To have any chance of meeting the 30 per cent target consistently, the project will also need some so far undiscovered means of storing hydrogen safely in large enough quantities, to tide the gas plant over long periods when the wind does not blow and the sun does not shine.

One of those who tried to convince the government, specifically the Federal Energy Minister Chris Bowen, that this eccentric approach just would not work was Snowy Hydro chief executive Paul Broad. As well as publicly declaring that the commercial use of hydrogen as a fuel was years away, Broad also tried to tell the government that, with Liddell closing, the grid needed several peaking plants, not just one. Those plants could then be powered up very quickly when the wind dies over large areas of the eastern seaboard, which is expected to happen all too frequently, and turned off when it starts to blow again. This is not an efficient way to run any grid, and will certainly not be cheap, but activists will still have their wind farms and the lights will remain on, for now.

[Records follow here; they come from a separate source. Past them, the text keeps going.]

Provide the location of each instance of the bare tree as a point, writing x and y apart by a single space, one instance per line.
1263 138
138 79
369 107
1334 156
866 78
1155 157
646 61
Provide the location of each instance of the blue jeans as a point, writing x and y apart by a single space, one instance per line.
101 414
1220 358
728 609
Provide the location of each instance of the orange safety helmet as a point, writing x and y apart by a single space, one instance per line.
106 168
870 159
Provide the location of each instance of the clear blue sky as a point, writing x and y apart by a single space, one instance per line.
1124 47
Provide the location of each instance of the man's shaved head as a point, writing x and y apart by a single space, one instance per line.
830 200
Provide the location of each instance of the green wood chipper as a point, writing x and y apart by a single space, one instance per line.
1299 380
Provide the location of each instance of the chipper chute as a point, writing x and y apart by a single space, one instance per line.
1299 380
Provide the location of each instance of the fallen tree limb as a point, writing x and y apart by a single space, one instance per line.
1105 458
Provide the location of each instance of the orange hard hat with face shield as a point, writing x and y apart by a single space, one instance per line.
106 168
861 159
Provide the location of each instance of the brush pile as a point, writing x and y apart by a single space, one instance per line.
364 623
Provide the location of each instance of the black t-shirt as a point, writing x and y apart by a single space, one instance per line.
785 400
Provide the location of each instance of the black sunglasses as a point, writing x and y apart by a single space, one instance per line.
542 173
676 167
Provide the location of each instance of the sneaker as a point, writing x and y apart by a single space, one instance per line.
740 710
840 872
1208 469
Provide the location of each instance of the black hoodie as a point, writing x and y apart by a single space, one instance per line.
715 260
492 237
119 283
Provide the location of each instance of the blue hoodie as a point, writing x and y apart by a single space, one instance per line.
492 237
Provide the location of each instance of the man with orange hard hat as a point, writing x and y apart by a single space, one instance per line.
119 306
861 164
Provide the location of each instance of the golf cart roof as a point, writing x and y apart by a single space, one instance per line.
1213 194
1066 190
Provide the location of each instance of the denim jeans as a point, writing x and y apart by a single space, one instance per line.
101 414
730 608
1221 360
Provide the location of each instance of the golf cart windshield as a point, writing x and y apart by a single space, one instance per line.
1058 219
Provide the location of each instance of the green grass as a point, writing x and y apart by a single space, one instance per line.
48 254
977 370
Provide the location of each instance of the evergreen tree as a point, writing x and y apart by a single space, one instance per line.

All that sensible advice seems to have fallen on deaf ears with Broad resigning in late August, citing clashes with Energy Minister Bowen.

Another problem contributing to friction between the two men was that of the Snowy 2.0 project. Conceived as a giant water battery using existing dams by the conservative government of Malcolm Turnbull in 2017, the capital cost of the project has blown out from the original estimate of $2 billion to more than $5 billion, not counting extensive work on transmission lines to connect the project. The project is now expected to cost more than $10 billion, with no hope of recovering even a portion of that cost from revenue.

With the National Energy Market, the grid for Australia’s east coast, heading towards potential disaster when Liddell closes in 2023, drastic measures are required. Coal and gas plants must be kept open and, if necessary, diesel plants found and put into service, just as the South Australian government did in 2017 in response to a massive state blackout. The SA plants are still there as backup generators and, at 276 megawatts available at any time, they can contribute vastly more power in an emergency than the much-vaunted Hornsdale battery at Jamestown.

However, the Federal government shows little sign that it understands the problem, let alone the need to devise a workable solution. To date the new Labor government has only made things worse.